Z wczorajszego przesłuchania przed komisją, nieco przysłoniętego przez padające na sali inwektywy, wyłania się również bardzo ciekawy obraz dziwnych obyczajów, jakie panowały w Radzie Ministrów w czasie prac nad kontrowersyjną ustawą o radiofonii i telewizji.
W tamtym czasie obywały się w kancelarii premiera niezbyt formalne spotkania z udziałem jednej tylko, zainteresowanej zmianami firmy. Ustawę niby prowadzi minister kultury, ale tak naprawdę wszędzie pojawia się Lech Nikolski, a szef resortu kultury nic o tym nie wie.

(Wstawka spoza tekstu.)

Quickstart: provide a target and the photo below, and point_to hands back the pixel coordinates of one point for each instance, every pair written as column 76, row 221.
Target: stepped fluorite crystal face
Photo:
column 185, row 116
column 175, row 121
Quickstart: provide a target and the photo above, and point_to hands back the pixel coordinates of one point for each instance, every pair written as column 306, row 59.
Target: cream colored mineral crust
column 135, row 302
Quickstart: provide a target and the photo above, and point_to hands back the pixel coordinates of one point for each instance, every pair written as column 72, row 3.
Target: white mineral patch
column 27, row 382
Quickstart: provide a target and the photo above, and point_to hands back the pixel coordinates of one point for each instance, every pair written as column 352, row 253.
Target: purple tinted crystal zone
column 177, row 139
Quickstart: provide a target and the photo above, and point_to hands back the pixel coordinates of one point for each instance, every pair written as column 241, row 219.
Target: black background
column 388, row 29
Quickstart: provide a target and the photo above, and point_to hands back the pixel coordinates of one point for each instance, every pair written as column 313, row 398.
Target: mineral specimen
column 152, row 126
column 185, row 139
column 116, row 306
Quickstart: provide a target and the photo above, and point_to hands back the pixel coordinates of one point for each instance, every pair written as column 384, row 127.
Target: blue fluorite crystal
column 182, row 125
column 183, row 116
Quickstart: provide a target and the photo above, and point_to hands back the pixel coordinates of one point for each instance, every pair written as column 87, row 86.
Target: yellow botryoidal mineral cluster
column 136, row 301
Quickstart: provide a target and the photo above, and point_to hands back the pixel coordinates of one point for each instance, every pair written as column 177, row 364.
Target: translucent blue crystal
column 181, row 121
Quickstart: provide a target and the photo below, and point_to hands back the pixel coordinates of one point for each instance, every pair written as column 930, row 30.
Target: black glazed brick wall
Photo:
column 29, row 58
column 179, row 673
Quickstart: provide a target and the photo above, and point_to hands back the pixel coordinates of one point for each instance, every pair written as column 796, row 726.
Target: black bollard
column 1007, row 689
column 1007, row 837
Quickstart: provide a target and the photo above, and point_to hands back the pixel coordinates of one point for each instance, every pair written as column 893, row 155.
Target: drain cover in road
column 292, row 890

Premier zapewnia, że tryb pracy nad nowymi przepisami był i jest nienaganny, ale pytany o owe procedury, daje się złapać na ich nieznajomości: Jeśli pan sobie wyobraża, że prezes Rady Ministrów może dokładnie pamiętać o szczegółach każdego tego projektu, to to nie jest możliwe.
Liczyłem, że tryb prac w rządzie nad tą ustawą pan zbadał, ponieważ pan formułował publicznie, a także przed komisją, ocenę, że ten tryb był nienaganny - odpowiedział Jan Rokita.
Takich nieścisłości poseł Rokita wytknął przesłuchiwanemu premierowi jeszcze kilka. Pod koniec Leszkowi Millerowi znowu puściły nerwy: Ja mam pewność ordynarnej manipulacji, której dopuścił się pan Rokita i muszę to powiedzieć.
Według premiera manipulacja polegała na nieprecyzyjnym zacytowaniu przepisów regulaminu. Jan Rokita przytaczał jednak owe paragrafy bardzo dokładnie, a zachowanie premiera nazwał ucieczką przed wrażeniem skrajnej niekompetencji.
Posłuchaj relacji reportera RMF Konrada Piaseckiego:
Tymczasem wyniki sondaży opinii siegają kolejnego dna. Źle rząd ocenia 82 proc. Polaków, o tym, że Leszek Miller źle wypełnia obowiązki premiera przekonanych jest 3/4 pytanych przez OBOP.